When Mark Jula walked into a situation many would view as bleak, he saw some signs of promise.
It was 2012 and he was taking over an Ambridge boys' basketball program that had been struggling mightily, having gone a combined 5-37 over the two previous seasons.
An Ambridge graduate, Jula had seen what success looked like at that school with WPIAL and state championships in 1967, when he was in junior high, and a WPIAL runner-up finish in 1970, a team he played for. Sure, the team and program didn't represent what it once did, but Jula saw that there was at least the potential for change.
"Certainly they weren't winning, but when I walked in, there was a lot of young talent," Jula said. "I think what we tried to establish was a winning attitude, a hardworking ethic and bringing back a pride in the program."
Not even a season and a half into Jula's tenure, the early results are encouraging. After a 14-9 finish in 2012-13, the Bridgers are 7-3 after their first 10 games this season, a run that has featured the sort of highlights that would have been hard to imagine less than two years ago.
First, they won three of their four games at the Tarkanian Classic in Las Vegas in mid-December and about a week later, they defeated one of the WPIAL's top teams in Chartiers Valley, albeit without Colts star guard Matty McConnell.
For a program that lost its final 10 games of the 2011-12 season, the progress has been remarkable.
"If you look at a year and a half ago, the last game Ambridge played they lost to West Allegheny by about 40," Jula said. "In that time, you went from a drubbing to beating the best team in the WPIAL and winning three in Las Vegas. That's some monumental growth."
Though Jula's impact on the program has been tremendous, his players have obviously had a large role in the team's success. Junior guard Stephon McGinnis is averaging a team-high 18.3 points per game and 6-foot-4 junior Daylon Carter is close behind with 17.3 points per game. Along with those notable contribution comes youth, as the team starts three juniors and a freshman, meaning that these achievements could be sustainable.
Ambridge has lofty expectations after a WPIAL playoff appearance last season, as the team hopes for a longer run in the postseason this time around. But, regardless of how things finish, the program has come a long way in a short time.
"The first thing you try to do is get them to understand what the best teams in this league think of you," Jula said. "If they don't think you're tough and they don't think you're a winner, they're not going to respect you. I think we've changed that."
Cougars on dominant run
With four of their top five scorers back from a team that finished 27-2 last season, the Blackhawk girls' basketball team was widely considered to be among a handful of elite squads in the WPIAL this season.
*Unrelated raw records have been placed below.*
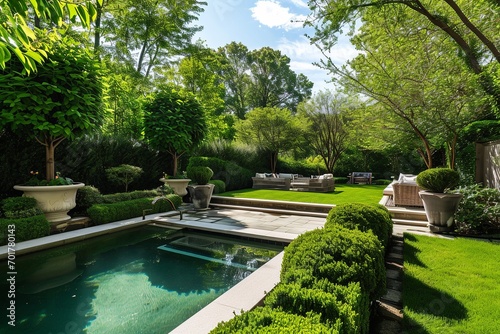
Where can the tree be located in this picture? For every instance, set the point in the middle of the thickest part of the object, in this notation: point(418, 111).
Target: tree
point(62, 100)
point(234, 71)
point(273, 130)
point(328, 131)
point(417, 83)
point(273, 83)
point(472, 26)
point(174, 122)
point(146, 33)
point(18, 36)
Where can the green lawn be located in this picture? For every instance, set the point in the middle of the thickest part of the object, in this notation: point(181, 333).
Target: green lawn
point(344, 193)
point(451, 286)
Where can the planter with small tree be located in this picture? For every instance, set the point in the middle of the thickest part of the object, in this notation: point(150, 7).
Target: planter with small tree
point(174, 122)
point(200, 191)
point(61, 100)
point(439, 204)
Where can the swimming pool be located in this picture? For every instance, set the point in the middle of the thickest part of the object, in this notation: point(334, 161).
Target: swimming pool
point(144, 280)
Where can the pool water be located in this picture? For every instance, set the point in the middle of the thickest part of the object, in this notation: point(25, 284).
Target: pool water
point(145, 280)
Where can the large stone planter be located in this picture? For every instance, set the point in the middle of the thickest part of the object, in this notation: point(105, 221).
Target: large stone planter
point(201, 195)
point(54, 201)
point(179, 185)
point(440, 209)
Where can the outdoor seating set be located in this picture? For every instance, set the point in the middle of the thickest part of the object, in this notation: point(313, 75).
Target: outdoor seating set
point(285, 181)
point(404, 191)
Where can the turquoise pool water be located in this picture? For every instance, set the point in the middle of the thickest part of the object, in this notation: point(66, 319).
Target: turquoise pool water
point(145, 280)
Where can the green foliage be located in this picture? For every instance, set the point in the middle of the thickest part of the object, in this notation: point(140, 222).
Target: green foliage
point(438, 179)
point(267, 320)
point(174, 122)
point(107, 213)
point(479, 210)
point(345, 308)
point(18, 203)
point(123, 174)
point(340, 256)
point(19, 36)
point(25, 228)
point(199, 174)
point(364, 217)
point(121, 197)
point(220, 186)
point(234, 176)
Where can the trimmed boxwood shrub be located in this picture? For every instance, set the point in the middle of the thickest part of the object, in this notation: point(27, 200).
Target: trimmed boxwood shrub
point(364, 217)
point(268, 320)
point(338, 255)
point(26, 228)
point(107, 213)
point(220, 186)
point(344, 307)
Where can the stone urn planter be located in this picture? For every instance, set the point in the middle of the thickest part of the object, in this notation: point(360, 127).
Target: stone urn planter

Thus far, the Cougars have been surpassing even the loftiest of expectations. At 10-0, not only are they the lone undefeated team remaining in Class AAA, but with the help of standout scorers such as Chassidy Omogrosso, Courtney Vannoy, Bridgette Shaffer and Halle Denman, they beat their first 10 opponents by an average of 36.9 points while scoring 74.3 points per game -- both of which are the best marks in the WPIAL.
Chargers rebounding well
After finishing 19-5 last season, the Our Lady of Sacred Heart girls' basketball team lost its first four games of the season while its offense struggled to produce, averaging just 36.8 points per game.
Since then, however, the Chargers have turned things around, as they've won five of their past six. Most impressively, this run is being done with a relatively young team -- 10 of the Chargers' 15 players are freshmen or sophomores.
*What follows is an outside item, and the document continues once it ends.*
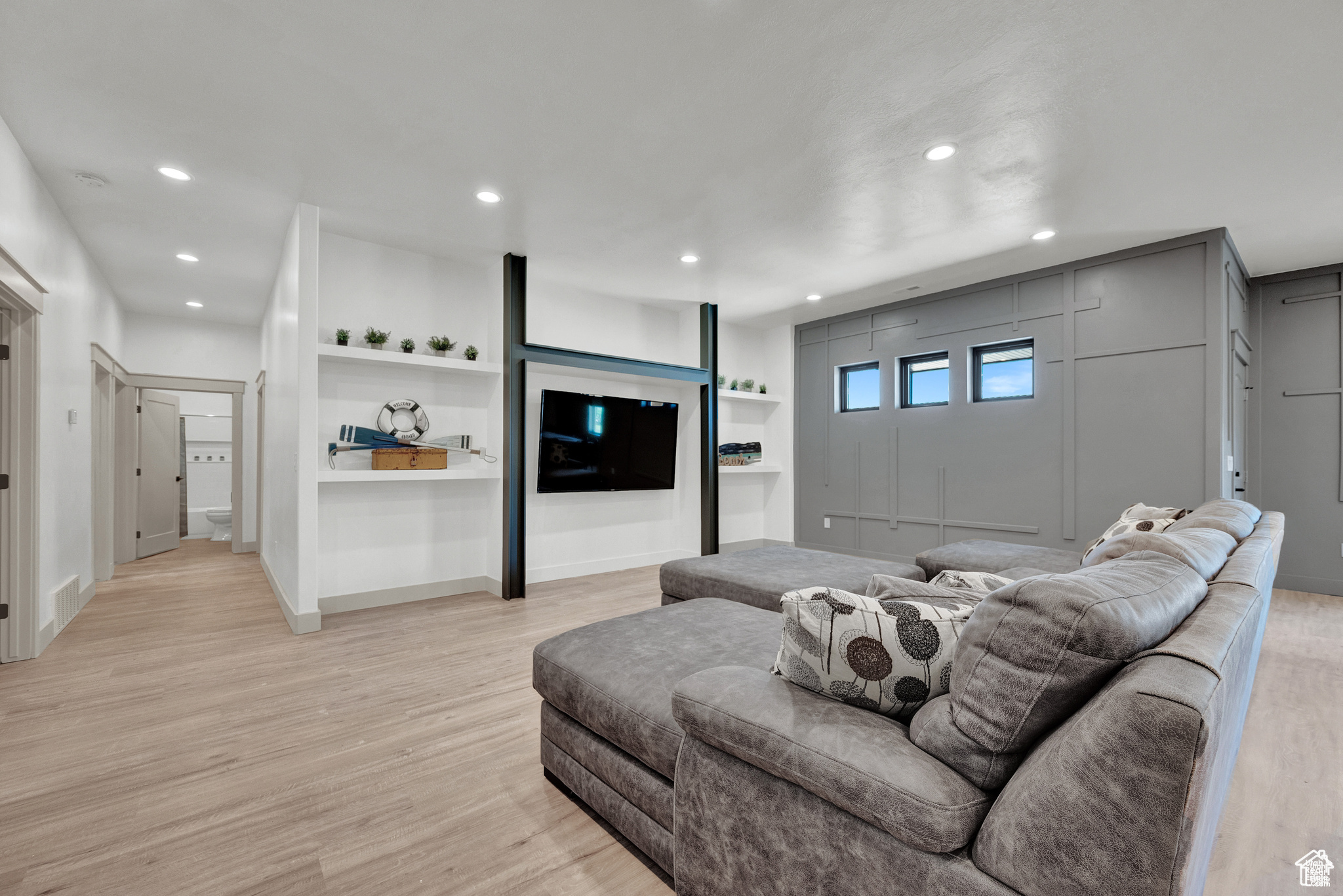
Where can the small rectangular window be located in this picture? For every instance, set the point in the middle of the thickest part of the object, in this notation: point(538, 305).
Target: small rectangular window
point(1005, 371)
point(860, 387)
point(925, 381)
Chartiers Valley at South Fayette, Tuesday, 7:30 p.m. -- With McConnell (appendectomy) back, Chartiers Valley (8-1, 4-0 Class AAA Section 5) rebounded from its first loss by rolling to a 15-point win against Montour last Friday. McConnell scored 32 points and is averaging 22.5 for the season. South Fayette (6-1, 3-0) is beginning to jell as some of its players who played on the school's PIAA football championship team are rounding into form.